Americans can no longer realistically hope that we can erect the proverbial glass dome over our homeland and live safely isolated from the killers--natural or man-made--that plague other parts of the world. Al-Qaeda established training camps in conflict-ridden Sudan and Afghanistan, purchased diamonds from Sierra Leone and Liberia, and now targets American soldiers in Iraq. The potential toll of a global bird-flu pandemic is particularly alarming. A mutated virus causing human-to-human contagion could kill hundreds of thousands, if not millions, of Americans.

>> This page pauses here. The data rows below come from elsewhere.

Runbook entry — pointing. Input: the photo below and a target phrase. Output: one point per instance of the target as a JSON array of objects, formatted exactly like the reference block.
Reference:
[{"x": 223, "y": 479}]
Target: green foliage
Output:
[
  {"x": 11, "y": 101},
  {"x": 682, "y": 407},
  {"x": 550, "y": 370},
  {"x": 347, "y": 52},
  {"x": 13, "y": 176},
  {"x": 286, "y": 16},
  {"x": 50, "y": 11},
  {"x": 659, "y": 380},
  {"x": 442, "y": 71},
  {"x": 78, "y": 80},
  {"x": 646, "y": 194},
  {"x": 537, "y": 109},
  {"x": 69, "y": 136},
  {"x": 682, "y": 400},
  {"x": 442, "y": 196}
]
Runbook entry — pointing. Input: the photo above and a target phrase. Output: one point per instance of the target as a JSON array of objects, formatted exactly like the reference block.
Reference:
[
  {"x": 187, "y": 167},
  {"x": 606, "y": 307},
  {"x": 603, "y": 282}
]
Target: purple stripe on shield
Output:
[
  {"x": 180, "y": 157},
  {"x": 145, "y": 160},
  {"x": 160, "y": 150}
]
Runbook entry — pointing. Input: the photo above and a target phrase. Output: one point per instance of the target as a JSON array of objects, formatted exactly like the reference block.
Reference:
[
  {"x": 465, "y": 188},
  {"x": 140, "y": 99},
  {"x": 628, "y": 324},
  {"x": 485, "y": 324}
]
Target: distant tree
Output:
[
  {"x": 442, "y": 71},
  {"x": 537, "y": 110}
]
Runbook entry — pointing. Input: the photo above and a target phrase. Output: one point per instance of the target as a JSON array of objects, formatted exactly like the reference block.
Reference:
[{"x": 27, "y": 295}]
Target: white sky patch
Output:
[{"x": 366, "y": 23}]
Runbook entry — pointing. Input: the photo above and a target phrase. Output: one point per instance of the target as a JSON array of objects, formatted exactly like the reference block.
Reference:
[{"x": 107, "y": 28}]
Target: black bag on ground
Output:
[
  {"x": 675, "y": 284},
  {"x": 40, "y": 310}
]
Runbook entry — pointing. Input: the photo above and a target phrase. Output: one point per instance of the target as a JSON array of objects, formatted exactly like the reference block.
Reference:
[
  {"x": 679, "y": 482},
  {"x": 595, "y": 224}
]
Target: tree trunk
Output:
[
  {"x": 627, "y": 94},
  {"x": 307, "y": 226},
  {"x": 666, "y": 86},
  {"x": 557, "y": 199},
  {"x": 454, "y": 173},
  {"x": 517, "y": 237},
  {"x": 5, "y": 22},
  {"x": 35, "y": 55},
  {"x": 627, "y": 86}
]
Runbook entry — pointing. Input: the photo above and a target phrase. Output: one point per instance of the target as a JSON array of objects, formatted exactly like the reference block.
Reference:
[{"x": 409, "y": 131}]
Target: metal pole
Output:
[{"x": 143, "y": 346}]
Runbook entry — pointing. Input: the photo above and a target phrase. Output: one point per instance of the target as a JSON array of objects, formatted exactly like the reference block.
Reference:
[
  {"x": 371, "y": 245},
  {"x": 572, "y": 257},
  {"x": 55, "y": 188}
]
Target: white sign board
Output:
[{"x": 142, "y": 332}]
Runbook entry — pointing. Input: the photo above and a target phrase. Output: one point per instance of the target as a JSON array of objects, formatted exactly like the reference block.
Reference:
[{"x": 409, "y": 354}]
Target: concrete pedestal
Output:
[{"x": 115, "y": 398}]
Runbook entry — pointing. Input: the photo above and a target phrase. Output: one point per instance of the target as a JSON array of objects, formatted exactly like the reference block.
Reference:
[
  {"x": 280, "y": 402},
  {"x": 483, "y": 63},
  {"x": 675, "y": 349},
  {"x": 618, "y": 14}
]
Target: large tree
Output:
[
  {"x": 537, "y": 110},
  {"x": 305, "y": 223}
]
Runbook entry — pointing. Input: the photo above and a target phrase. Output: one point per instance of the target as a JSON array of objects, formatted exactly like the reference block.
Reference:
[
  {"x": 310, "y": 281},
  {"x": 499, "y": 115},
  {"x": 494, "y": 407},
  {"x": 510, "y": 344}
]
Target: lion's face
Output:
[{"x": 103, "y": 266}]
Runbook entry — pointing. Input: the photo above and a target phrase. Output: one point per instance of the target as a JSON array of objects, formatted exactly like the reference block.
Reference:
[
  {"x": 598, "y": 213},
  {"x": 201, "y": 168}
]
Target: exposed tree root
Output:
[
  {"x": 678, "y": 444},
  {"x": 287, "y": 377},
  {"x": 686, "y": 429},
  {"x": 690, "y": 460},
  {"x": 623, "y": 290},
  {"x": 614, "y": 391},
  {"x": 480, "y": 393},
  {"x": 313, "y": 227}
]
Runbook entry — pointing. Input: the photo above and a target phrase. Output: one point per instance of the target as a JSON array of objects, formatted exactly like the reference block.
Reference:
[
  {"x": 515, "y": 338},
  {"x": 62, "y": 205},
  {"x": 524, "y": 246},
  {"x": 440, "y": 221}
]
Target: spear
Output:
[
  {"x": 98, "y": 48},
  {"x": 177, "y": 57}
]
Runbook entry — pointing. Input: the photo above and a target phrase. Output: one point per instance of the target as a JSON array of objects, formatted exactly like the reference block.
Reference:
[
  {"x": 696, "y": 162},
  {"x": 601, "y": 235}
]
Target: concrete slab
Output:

Today, more than half the world's population lives on less than $2 per day, and almost 1.1 billion people live in extreme poverty, defined as less than $1 per day. The costs of global poverty are multiple. Poverty prevents poor countries from devoting sufficient resources to detect and contain deadly disease. According to the World Health Organization (WHO), low- and middle-income countries suffer 90 percent of the world's disease burden but account for only 11 percent of its health care spending. Poverty also dramatically increases the risk of civil conflict. A recent study by the UK's Department for International Development showed that a country at $250 GDP per capita has on average a 15 percent risk of internal conflict over five years, while a country at $5,000 per capita has a risk of less than 1 percent. War zones provide ideal operational environs for international outlaws.

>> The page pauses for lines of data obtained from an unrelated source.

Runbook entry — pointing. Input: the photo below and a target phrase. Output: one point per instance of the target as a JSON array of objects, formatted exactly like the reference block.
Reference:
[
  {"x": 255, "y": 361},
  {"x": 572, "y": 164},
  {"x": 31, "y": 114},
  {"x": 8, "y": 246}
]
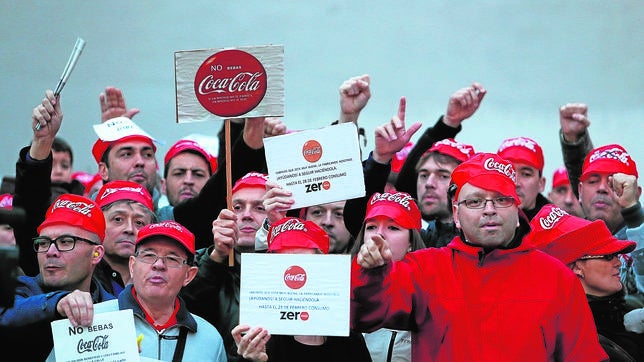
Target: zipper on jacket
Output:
[
  {"x": 481, "y": 257},
  {"x": 392, "y": 341}
]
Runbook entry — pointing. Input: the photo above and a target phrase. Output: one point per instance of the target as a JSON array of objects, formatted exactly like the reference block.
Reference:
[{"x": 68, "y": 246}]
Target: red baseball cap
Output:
[
  {"x": 451, "y": 147},
  {"x": 251, "y": 179},
  {"x": 608, "y": 159},
  {"x": 291, "y": 232},
  {"x": 399, "y": 157},
  {"x": 117, "y": 130},
  {"x": 190, "y": 145},
  {"x": 488, "y": 171},
  {"x": 6, "y": 201},
  {"x": 170, "y": 229},
  {"x": 75, "y": 210},
  {"x": 522, "y": 150},
  {"x": 568, "y": 237},
  {"x": 399, "y": 206},
  {"x": 123, "y": 190}
]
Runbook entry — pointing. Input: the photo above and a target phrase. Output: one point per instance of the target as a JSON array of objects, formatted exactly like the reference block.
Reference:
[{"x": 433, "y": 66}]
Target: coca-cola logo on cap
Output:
[
  {"x": 294, "y": 277},
  {"x": 312, "y": 151},
  {"x": 230, "y": 83}
]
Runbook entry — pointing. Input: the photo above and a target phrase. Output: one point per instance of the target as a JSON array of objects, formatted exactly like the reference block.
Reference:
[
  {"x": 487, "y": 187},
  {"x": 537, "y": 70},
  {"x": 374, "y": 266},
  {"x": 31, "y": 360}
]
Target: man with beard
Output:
[
  {"x": 606, "y": 179},
  {"x": 188, "y": 166},
  {"x": 214, "y": 293}
]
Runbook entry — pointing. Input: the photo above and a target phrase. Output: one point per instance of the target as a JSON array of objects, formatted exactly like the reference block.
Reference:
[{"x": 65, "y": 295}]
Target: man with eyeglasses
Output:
[
  {"x": 68, "y": 248},
  {"x": 163, "y": 263},
  {"x": 487, "y": 295},
  {"x": 127, "y": 207}
]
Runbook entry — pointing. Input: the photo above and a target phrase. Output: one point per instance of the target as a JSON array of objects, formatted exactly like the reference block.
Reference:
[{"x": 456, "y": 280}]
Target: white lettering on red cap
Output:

If in the old days the consequences of extreme poverty could conveniently be confined to the far corners of the planet, this is no longer the case. The end of U.S.-Soviet competition, the civil and regional conflicts that ensued, and the rapid pace of globalization have brought to the fore a new generation of dangers. These are the complex nexus of transnational security threats: infectious disease, environmental degradation, international crime and drug syndicates, proliferation of small arms and weapons of mass destruction, and terrorism. Often these threats emerge from impoverished, relatively remote regions of the world. They thrive especially in conflict or lawless zones, in countries where corruption is endemic, and in poor, weak states with limited control over their territory or resources. The map of vulnerable zones is global--including parts of the Caribbean, Latin America, the Middle East, Africa, the Caucasus, and Central, South and East Asia. Fifty-three countries have an average per capita GDP of less than $2 per day. Each is a potential weak spot in a world in which effective action by states everywhere is necessary to reduce and combat transnational threats.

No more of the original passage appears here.